Manjamei miró a su alrededor y se sintió más sólo y desesperado que nunca. Las fuerzas le estaban desapareciendo; el largo viaje había dejado profundas marcas en su rostro. Se detuvo y se abandonó a la tristeza. De sus ojos manaron lágrimas amargas, que fueron las primeras que vertió un ser humano. Así permaneció, con la cabeza gacha, casi esperando que se cumpliera su destino.
La serpiente acuática Mahatala lo vio. Como podía verlo todo, también vio en el otros extremo de su reino líquido el barco de oro de Kahukup y lo comprendió todo.
-Tengo que ayudar a estos dos jóvenes. El océano no puede continuar siendo infinito. Tengo que encontrar la forma de limitarlo con alguna playa. Será difícil pero lo conseguiré. -dijo para sí.
Mahatala llamó al Roedor de la Tierra y al Limador del cielo, y así, limando y royendo, consiguieron crear un cesto de tierra. Después, Mahatala vació su contenido en el agua y lo convirtió en una isla sobre la que plantó árboles tropicales: el samtuán. También creó una prominencia abrupta parecida a una montaña alta.
El trabajo de la serpiente acuática fue largo, pero estuvo acabado a tiempo para que Manjamei lo viera. El joven estaba tan desesperado que estaba a punto de morir. En cuanto vio que había aparecido una porción de tierra en el océano y que una alta montaña la hacía visible sobre las aguas se puso a reír de alegría. Esa risa resonó como si fuera el grito de un pájaro enorme. Kahukup la oyó y dirigió su barco de oro hacia donde se hallaba la barca de Manjamei.

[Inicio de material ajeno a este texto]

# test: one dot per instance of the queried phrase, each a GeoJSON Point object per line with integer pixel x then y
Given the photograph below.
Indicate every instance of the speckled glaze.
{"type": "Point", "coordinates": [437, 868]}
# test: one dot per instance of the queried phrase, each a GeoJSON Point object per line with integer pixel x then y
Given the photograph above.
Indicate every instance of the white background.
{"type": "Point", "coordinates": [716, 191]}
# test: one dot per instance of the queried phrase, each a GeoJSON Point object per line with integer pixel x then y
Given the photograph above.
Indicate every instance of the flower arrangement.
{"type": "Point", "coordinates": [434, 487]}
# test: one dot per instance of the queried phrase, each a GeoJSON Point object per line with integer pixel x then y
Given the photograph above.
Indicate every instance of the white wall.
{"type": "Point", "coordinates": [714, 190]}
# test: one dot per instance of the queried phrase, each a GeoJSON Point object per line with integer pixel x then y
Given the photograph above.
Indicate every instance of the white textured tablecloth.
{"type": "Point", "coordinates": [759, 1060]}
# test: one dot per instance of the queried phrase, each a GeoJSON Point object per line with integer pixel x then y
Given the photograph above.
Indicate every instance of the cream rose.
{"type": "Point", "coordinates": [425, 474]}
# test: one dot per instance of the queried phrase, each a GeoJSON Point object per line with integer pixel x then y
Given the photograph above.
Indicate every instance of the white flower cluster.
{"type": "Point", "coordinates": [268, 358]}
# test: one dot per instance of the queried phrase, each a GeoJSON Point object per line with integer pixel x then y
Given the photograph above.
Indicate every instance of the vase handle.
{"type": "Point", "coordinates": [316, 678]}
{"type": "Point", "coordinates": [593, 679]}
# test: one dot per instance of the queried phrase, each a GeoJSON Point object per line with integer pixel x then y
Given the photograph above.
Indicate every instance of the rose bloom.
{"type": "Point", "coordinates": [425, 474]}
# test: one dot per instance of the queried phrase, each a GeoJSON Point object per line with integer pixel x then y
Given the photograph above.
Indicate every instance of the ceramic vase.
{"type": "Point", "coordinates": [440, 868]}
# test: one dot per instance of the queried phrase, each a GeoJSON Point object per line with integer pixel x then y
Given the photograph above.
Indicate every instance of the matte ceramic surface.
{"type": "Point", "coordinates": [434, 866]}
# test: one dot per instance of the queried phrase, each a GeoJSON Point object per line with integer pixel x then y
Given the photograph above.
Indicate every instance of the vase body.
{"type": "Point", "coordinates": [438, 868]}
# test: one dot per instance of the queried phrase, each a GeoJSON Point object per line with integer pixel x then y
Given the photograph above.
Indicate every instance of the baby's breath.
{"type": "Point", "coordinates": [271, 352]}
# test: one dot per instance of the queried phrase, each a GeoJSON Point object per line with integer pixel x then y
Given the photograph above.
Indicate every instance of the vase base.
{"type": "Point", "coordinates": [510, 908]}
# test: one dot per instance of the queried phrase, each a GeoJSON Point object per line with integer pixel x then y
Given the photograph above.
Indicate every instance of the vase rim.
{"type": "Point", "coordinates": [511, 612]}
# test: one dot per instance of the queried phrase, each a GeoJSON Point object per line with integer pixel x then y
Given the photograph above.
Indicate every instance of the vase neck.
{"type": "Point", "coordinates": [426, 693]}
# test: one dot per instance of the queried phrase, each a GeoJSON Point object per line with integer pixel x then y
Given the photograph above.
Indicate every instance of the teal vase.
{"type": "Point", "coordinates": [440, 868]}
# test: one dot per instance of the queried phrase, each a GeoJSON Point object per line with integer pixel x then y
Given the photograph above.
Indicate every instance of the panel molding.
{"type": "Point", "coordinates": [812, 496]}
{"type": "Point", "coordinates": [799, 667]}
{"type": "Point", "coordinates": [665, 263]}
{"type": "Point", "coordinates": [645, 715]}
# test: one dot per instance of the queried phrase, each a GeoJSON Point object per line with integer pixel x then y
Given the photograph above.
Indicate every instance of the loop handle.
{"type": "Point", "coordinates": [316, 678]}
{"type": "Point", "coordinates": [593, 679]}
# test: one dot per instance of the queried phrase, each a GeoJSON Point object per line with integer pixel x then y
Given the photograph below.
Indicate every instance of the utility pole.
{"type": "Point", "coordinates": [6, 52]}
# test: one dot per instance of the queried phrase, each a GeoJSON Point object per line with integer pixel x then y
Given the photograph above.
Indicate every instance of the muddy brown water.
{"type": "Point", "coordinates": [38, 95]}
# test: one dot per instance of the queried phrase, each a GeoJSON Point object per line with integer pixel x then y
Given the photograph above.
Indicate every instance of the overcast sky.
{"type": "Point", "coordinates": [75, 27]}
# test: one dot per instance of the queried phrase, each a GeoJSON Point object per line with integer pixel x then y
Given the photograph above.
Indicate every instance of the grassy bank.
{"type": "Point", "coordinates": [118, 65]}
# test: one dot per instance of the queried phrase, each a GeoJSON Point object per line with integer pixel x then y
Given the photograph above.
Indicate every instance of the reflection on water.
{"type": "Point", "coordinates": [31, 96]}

-Aquí tienes tu isla -le dijo Manjamei a modo de bienvenida-. ¿Era eso lo que querías?
-Claro -respondió Kahukup-. Claro. Aquí está la tierra y yo me convertiré en tu esposa. Pero sólo accederé a casarme cuando hayas construído una casa para que pueda protegerme de la intemperie.
Manjamei la miró mientras se alejaba de nuevo. Después empezó a navegar. ¿Cómo podía construir una casa? Vagó durante largo tiempo, aunque nunca se alejó de la isla surgida de las aguas.
Cierto tiempo después, emergió de los abismos la diosa Djata. Caminando sobre las olas, la diosa llamó en su presencia al señor del viento y de las tormentas y les ordenó que sumergieran el islote. Al cabo de unos minutos, no quedó más que la punta de la montaña al exterior.
Mahatala lanzó sobre ese peñasco siete trocitos de madera. Djata los recogió y se puso manos a la obra. Construyó en un santiamén una magnífica vivienda, que se llamó la casa perfecta. Al verla, Manjamei se alegró de nuevo y volvió a reir.
-Ésta vez, Kahukup no podrá encontrar más excusas -se dijo para sí.
Y así fue.
-Seré tuya, Manjamei -dijo la muchacha, que llegó atraída por la risa de Manjamei.
Abandonaron sus embarcaciones y ya en tierra se unieron amorosamente. De esa unión nació toda la humanidad.